Outsourcing of project management and operations.

The Chicago Skyway PPP project and the Trans-Texas Corridor both provide for long-term leases of the project to private agencies, effectively outsourcing both the management of the project and its operations. The Chicago Skyway project was the first long-term lease of an existing toll road in the U.S, which was built and operated by the City of Chicago. In this project, an international group entered into a 99-year lease with the city to operate the structure. Such agreements represent another form of PPP project, one that requires no new construction-brownfield projects-but can take advantage of private sector efficiencies in managing and operating an existing facility in exchange of compensation for private sector either by payment from public agency or revenue from direct user tolls.

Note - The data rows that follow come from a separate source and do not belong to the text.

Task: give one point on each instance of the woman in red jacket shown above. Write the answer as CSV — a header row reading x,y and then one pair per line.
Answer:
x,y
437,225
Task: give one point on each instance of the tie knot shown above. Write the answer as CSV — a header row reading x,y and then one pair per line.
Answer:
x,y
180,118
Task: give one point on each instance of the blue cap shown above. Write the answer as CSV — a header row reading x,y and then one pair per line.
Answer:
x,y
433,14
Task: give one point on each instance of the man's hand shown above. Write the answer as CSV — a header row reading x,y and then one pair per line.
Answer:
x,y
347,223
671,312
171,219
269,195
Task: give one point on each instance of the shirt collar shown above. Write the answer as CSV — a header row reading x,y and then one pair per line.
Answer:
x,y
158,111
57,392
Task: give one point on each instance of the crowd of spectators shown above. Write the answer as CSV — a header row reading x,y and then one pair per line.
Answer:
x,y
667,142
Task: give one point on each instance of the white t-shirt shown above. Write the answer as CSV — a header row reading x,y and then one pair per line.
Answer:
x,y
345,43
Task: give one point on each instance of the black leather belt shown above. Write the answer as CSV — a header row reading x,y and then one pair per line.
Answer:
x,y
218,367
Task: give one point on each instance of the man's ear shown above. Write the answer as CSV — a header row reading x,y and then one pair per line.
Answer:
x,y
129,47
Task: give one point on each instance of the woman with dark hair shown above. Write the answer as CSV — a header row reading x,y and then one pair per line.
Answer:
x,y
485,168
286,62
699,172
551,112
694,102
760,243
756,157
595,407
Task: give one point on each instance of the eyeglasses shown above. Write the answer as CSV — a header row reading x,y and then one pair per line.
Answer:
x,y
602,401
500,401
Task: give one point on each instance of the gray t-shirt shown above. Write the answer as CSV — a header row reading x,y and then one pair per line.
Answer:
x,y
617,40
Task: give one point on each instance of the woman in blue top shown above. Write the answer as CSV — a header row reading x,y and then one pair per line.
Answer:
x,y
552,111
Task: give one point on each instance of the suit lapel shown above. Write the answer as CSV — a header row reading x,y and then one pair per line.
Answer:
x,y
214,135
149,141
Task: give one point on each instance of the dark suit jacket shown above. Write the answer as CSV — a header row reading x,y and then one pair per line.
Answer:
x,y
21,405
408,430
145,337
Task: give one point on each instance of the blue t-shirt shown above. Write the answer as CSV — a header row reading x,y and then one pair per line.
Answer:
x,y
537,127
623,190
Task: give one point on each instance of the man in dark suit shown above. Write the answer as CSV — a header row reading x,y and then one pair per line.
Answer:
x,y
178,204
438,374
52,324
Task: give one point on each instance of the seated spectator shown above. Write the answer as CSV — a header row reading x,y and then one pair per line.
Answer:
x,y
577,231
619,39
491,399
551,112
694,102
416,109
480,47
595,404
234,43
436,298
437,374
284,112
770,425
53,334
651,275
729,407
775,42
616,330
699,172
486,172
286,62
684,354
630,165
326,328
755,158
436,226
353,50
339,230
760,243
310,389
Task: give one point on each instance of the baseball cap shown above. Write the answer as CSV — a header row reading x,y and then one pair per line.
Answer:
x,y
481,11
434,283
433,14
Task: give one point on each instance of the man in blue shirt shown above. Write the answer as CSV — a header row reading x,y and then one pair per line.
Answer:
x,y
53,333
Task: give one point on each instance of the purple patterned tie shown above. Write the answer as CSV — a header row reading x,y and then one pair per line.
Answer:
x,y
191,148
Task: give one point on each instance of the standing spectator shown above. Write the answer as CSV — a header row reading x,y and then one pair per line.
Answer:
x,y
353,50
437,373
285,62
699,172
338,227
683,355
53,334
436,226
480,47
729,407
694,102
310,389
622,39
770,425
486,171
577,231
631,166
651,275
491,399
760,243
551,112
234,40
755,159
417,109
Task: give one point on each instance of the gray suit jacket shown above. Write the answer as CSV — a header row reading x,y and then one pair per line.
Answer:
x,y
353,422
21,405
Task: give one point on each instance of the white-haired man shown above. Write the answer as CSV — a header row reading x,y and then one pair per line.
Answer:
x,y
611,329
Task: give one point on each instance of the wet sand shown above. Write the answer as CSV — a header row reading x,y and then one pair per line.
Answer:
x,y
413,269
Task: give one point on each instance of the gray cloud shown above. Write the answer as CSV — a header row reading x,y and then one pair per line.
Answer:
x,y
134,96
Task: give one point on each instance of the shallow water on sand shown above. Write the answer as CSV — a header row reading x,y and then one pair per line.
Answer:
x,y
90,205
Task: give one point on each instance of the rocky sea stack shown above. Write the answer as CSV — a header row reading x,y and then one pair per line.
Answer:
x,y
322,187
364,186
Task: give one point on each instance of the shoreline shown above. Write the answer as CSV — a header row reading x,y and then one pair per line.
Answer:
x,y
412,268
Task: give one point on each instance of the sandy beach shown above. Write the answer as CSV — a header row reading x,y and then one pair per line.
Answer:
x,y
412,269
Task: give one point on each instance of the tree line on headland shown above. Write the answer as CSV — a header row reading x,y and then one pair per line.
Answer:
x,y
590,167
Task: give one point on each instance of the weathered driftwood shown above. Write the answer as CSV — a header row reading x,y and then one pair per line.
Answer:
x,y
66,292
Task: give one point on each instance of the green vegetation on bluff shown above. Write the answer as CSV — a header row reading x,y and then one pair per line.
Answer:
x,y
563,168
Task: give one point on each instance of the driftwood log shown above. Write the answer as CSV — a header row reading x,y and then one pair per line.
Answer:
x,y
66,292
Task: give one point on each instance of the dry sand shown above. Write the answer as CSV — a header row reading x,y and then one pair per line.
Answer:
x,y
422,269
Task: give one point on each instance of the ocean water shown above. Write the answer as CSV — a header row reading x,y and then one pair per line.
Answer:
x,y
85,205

All states that authorize the use of PPPs for transportation facilities except South Carolina provide for this type of arrangement. Delaware puts a 50-year cap on the length of these leases and Indiana provides for leases of up to 75 years in length. Such blanket legislative restrictions are not advised, and a decision of a lease term should be made by transportation agencies and private firms based on financial and economic assessments. At the same time, it is true that the level of uncertainty and risk significantly increases for longer term contracts to make financial and economic assessments of a project very difficult (Iseki, Uchida, and Taylor Under review). Therefore, legislators can cap the term if they are seriously concerned-especially when a state wishes to make a lease concession agreement its first foray into PPP usage.